Wenn du mir Gesellschaft leisten willst, so werden wir in meinem Sommerhause wohnen; es liegt nicht weit von hier am Ufer, und hat die prächtigste Aussicht von der Welt; denn für unser zwey ist meine Tonne zu enge. Es ist zwar in der That nur eine Art von Höhle, von der Natur selbst ausgegraben; aber ich habe alle nöthige Bequemlichkeiten darin, dürre Baumblätter zum Lager, und einen breiten glatten Stein zum Tische.

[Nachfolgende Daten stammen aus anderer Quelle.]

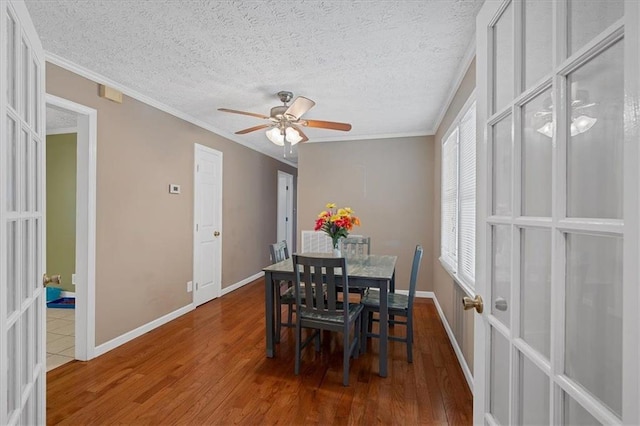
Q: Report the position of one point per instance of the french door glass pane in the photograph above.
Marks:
(35, 90)
(595, 147)
(36, 153)
(588, 18)
(26, 59)
(502, 152)
(11, 61)
(12, 165)
(26, 169)
(499, 398)
(593, 329)
(13, 398)
(501, 273)
(12, 267)
(537, 40)
(575, 414)
(503, 59)
(537, 132)
(534, 394)
(26, 258)
(535, 293)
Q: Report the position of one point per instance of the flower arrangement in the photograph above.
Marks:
(336, 223)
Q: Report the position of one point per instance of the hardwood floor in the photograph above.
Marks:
(209, 367)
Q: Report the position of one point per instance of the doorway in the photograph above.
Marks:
(77, 325)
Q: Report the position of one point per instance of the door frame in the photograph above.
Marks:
(86, 183)
(196, 247)
(285, 216)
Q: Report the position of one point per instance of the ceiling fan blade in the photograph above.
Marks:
(299, 130)
(252, 129)
(235, 111)
(332, 125)
(299, 106)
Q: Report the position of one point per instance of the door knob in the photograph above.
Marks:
(477, 303)
(46, 280)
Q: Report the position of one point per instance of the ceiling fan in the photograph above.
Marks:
(286, 120)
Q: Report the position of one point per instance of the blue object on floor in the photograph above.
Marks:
(63, 302)
(53, 293)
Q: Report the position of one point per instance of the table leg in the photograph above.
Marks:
(268, 309)
(384, 329)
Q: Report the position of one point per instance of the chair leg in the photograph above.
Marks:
(298, 349)
(346, 354)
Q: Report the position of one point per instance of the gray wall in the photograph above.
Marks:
(144, 252)
(389, 184)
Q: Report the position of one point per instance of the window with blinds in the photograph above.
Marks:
(458, 220)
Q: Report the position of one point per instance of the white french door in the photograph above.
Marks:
(557, 243)
(207, 252)
(22, 300)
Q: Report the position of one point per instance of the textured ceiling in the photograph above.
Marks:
(386, 67)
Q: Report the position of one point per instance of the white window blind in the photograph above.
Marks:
(467, 195)
(458, 197)
(449, 217)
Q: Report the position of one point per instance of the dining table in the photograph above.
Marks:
(363, 271)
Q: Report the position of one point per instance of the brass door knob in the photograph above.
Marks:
(46, 280)
(477, 303)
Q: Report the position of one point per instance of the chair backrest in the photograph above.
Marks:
(356, 245)
(278, 251)
(324, 278)
(415, 268)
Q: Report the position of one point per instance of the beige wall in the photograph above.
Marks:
(447, 292)
(144, 253)
(61, 207)
(389, 184)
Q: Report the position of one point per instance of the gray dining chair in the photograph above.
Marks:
(356, 245)
(319, 307)
(284, 289)
(399, 305)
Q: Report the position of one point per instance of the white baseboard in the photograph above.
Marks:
(241, 283)
(127, 337)
(454, 343)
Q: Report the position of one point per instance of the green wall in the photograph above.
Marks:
(61, 207)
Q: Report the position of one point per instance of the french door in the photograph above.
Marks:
(22, 299)
(558, 213)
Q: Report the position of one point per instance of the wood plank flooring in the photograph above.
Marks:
(209, 367)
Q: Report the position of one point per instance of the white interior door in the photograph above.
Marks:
(22, 298)
(285, 208)
(557, 213)
(208, 224)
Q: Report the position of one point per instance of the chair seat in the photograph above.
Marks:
(394, 300)
(354, 311)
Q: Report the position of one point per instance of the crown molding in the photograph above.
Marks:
(462, 70)
(100, 79)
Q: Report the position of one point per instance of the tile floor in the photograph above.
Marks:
(61, 327)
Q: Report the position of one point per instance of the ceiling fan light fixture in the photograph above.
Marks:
(275, 135)
(292, 135)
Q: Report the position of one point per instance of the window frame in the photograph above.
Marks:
(466, 282)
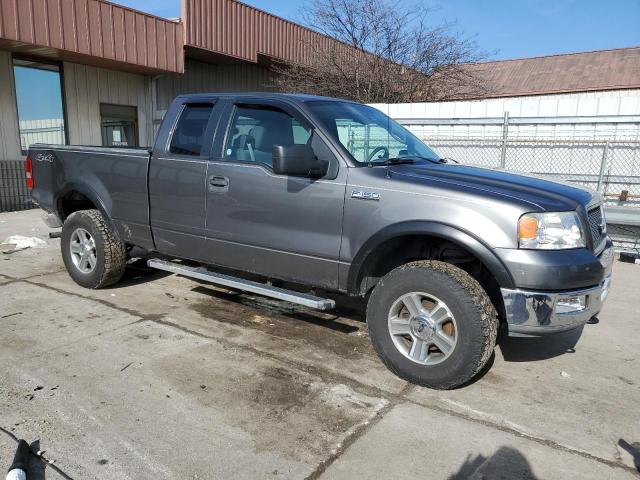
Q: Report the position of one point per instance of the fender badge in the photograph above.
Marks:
(362, 195)
(44, 157)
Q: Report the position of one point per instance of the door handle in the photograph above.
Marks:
(218, 184)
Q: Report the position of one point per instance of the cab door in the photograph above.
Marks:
(275, 225)
(177, 178)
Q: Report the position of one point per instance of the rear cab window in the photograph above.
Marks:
(255, 130)
(189, 133)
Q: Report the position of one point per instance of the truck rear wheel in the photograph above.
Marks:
(93, 255)
(432, 324)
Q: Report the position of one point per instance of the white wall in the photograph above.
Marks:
(591, 104)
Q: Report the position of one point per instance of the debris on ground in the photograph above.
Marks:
(21, 242)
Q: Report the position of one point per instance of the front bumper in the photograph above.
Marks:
(533, 312)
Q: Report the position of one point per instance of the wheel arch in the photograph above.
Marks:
(367, 255)
(64, 209)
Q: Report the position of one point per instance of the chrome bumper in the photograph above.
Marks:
(540, 313)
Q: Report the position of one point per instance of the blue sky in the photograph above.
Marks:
(505, 28)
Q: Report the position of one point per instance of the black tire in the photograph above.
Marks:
(475, 316)
(111, 252)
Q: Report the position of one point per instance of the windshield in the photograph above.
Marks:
(368, 134)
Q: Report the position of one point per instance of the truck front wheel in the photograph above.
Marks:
(432, 324)
(93, 255)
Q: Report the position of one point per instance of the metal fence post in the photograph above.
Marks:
(603, 166)
(505, 133)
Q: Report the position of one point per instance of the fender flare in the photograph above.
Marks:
(435, 229)
(88, 192)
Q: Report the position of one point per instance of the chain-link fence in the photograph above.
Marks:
(611, 167)
(14, 194)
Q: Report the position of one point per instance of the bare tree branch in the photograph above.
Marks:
(386, 52)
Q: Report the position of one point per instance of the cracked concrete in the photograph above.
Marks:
(164, 377)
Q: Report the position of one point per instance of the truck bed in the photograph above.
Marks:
(116, 178)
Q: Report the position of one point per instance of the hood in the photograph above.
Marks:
(545, 193)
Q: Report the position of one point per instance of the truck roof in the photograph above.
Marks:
(297, 97)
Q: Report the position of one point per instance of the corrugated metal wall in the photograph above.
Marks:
(86, 87)
(202, 77)
(238, 30)
(46, 130)
(99, 29)
(9, 136)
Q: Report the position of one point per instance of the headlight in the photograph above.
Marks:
(550, 231)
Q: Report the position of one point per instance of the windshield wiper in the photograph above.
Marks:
(448, 159)
(392, 161)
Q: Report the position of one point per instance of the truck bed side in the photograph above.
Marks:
(114, 180)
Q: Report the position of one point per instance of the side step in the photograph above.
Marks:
(245, 285)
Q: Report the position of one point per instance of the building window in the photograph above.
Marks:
(40, 103)
(119, 125)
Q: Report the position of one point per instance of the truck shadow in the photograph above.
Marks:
(137, 273)
(531, 349)
(507, 462)
(632, 449)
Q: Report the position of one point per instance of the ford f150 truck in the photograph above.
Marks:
(331, 195)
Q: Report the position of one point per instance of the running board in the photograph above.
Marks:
(201, 273)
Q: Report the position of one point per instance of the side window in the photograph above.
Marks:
(189, 133)
(255, 130)
(363, 139)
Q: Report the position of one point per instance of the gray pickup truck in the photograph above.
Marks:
(327, 195)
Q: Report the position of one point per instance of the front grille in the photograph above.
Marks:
(595, 220)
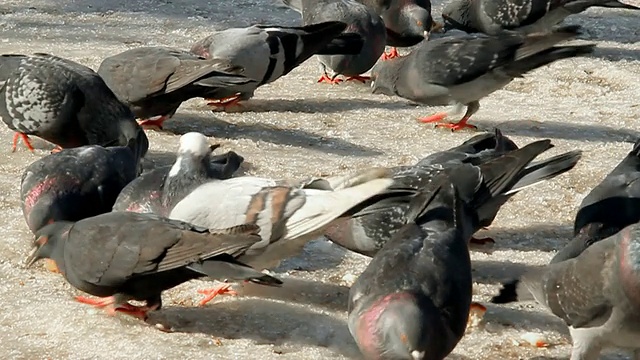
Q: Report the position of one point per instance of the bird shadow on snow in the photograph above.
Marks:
(263, 321)
(212, 126)
(559, 130)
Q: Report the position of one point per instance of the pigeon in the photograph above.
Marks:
(62, 102)
(268, 52)
(76, 183)
(408, 22)
(155, 81)
(595, 294)
(413, 299)
(123, 256)
(289, 213)
(362, 20)
(367, 230)
(462, 70)
(527, 16)
(160, 189)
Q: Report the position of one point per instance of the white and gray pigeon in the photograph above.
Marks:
(361, 20)
(63, 102)
(268, 52)
(154, 80)
(528, 16)
(462, 70)
(597, 294)
(159, 190)
(412, 301)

»Ich nehme dein Anbieten an, in der Hoffnung, daß du großmüthig genug seyn werdest, einem Unglücklichen das Geheimniß nicht zu versagen, das du besitzen mußt, um dir einbilden zu können, daß du reich und glücklich seyst.«

Ich konnte mich des Lachens nicht erwehren. – Du sprichst ja, als ob du dir einbildest, ich trage Amulete oder magische Zeichen bey mir, welche diese Kraft hätten. Um dir nicht zu schmeicheln, Bacchides, mein Geheimniß ist das einfältigste Ding von der Welt, aber es läßt sich nicht mittheilen. Meine Grundsätze lassen sich freylich lehren: aber um ihre Wahrheit zu fühlen wie ich sie fühle, und so glücklich durch sie zu seyn wie ich, muß uns die Natur gewisse Anlage gegeben haben, – die du vielleicht nicht hast. – Doch, machen wir immer eine kleine Probe! Gefällt es dir bey mir; gut – Wo nicht, so wird und der Zufall etwann einen andern Ausweg zeigen.